Following this replacement, the SHERMAN was sent to Washington, D.C. as a representative ship of the Navy for President Eisenhower's second Inaugural. After a difficult trip up the Potomac River due to fog and ice, the Inaugural events went smoothly. From Washington, D.C., the SHERMAN was sent on its most unusual mission. The Academy Award winning movie director, Louis de Rochemont, was filming a wide screen movie called WINDJAMMER. It was following the Norwegian Sailing Ship CHRISTIAN RADICH throughout an Atlantic voyage. Much of the film was shot from the fantail of the SHERMAN. There is a long scene in the movie of a highline transfer between the two ships and Crenshaw appears in the movie during this part.

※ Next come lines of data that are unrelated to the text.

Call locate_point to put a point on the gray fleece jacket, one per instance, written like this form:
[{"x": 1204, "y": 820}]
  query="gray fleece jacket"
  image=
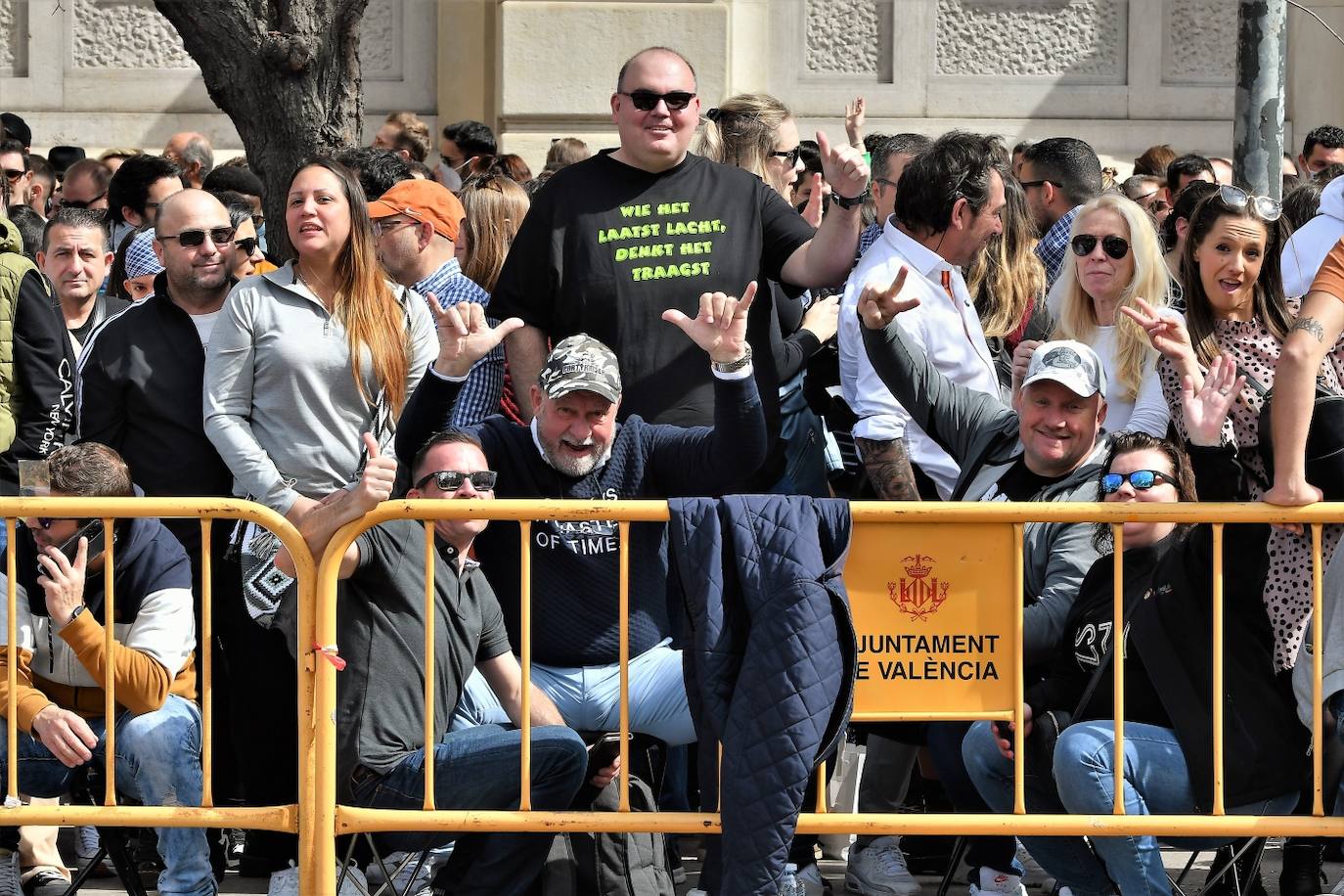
[{"x": 981, "y": 434}]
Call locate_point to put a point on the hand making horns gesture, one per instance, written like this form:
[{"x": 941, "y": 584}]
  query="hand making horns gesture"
[{"x": 721, "y": 326}]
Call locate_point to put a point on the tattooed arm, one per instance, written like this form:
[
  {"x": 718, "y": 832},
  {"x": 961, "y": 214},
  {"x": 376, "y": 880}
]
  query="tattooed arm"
[
  {"x": 888, "y": 469},
  {"x": 1314, "y": 336}
]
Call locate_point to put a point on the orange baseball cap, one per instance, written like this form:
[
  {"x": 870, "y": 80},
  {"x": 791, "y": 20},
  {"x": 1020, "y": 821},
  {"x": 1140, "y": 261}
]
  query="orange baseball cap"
[{"x": 424, "y": 201}]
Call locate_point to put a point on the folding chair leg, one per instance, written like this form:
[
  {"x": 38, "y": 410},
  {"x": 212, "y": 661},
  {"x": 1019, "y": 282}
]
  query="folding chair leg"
[{"x": 959, "y": 853}]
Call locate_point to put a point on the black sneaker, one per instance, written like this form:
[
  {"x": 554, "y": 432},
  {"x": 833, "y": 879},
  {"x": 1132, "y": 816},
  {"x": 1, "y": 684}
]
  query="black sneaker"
[{"x": 1301, "y": 874}]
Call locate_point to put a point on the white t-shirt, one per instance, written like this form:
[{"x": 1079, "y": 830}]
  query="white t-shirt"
[
  {"x": 1148, "y": 413},
  {"x": 204, "y": 326}
]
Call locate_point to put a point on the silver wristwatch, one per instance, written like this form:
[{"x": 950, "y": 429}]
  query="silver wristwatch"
[{"x": 733, "y": 367}]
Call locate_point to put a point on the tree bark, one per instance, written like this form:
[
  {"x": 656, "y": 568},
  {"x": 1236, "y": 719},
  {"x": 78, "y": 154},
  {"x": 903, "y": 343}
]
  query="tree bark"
[{"x": 287, "y": 72}]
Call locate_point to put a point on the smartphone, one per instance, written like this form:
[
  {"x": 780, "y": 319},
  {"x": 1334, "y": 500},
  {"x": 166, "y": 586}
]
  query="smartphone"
[
  {"x": 70, "y": 547},
  {"x": 604, "y": 752}
]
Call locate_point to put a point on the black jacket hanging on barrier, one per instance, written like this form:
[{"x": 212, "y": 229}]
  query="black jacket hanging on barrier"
[{"x": 769, "y": 665}]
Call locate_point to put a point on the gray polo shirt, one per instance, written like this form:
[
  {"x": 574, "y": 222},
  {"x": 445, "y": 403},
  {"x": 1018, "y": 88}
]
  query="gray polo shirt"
[{"x": 381, "y": 633}]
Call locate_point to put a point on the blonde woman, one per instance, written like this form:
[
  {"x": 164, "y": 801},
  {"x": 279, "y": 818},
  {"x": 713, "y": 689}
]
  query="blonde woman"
[{"x": 1116, "y": 261}]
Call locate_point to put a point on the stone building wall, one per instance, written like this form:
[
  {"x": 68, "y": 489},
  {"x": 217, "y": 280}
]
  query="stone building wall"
[{"x": 1124, "y": 74}]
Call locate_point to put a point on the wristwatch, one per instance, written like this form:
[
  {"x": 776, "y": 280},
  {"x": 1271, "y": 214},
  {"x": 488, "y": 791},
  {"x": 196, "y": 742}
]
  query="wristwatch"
[
  {"x": 850, "y": 202},
  {"x": 733, "y": 367}
]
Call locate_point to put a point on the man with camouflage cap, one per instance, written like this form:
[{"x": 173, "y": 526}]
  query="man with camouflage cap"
[{"x": 575, "y": 449}]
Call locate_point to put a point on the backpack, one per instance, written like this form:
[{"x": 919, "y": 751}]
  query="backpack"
[{"x": 588, "y": 864}]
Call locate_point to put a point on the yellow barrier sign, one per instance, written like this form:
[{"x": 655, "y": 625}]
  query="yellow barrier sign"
[{"x": 933, "y": 608}]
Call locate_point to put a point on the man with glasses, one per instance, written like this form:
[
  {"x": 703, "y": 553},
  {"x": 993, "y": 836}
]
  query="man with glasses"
[
  {"x": 613, "y": 241},
  {"x": 62, "y": 618},
  {"x": 86, "y": 186},
  {"x": 17, "y": 169},
  {"x": 75, "y": 259},
  {"x": 575, "y": 449},
  {"x": 416, "y": 230},
  {"x": 1050, "y": 449},
  {"x": 1059, "y": 175},
  {"x": 380, "y": 704}
]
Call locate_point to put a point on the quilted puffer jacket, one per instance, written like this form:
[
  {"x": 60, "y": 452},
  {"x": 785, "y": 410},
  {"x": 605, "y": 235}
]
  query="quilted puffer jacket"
[{"x": 769, "y": 665}]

After all these highly visible assignments, the SHERMAN returned to sea and got serious about training. After much gunnery and ASW work, the SHERMAN was sent to Newport to become flagship of DESRON 10. After becoming an active ship of the fleet, Crenshaw was relieved of command and transferred to the NATO Defence College in Paris. Shortly thereafter, Crenshaw was promoted to Captain and assigned to the NATO Staff in Heidelberg, Germany. From there, he was assigned to the Embassy in Paris working on the NATO guided missile systems.
From Europe, Crenshaw was brought back to the Pentagon as Director, Anti-Air Warfare Division. During this period, he oversaw the POLARIS program and worked out many bugs in the program. It was in this position that he found himself in the "Driver's seat" to direct much of the future of the Navy's weapons.
Not done with sea duty, in 1962, Captain Crenshaw received orders as Commanding Officer of the USS SPRINGFIELD, the flagship of the 6th Fleet. He returned to the states in 1964 and was assigned to the Staff of the Secretary of Defense. In 1967, Crenshaw requested retirement to form the Crenshaw Company, a consulting engineering firm for military systems. He later formed Crenshaw International, Inc., working on projects worldwide.
In 1990, having completed the tasks he was committed to accomplish, Crenshaw closed Crenshaw Company, liquidated Crenshaw International, and retired to his "dream house" at Pagan Point on the St. Mary's river in southern Maryland. Crenshaw had four books published on various Naval subjects, but is best known for Naval Shiphandling, published in 1955 by the Naval Institute Press and now in its fourth edition, which has become the standard text on the subject in many navies throughout the world in addition to the U.S. Navy. As one former skipper of the SHERMAN said, "you had to read that book because it taught you how to drive these boats".
Captain Crenshaw has been very helpful in guiding the formation of this foundation, and his suggestions in our effort to save our ship have been extremely valuable.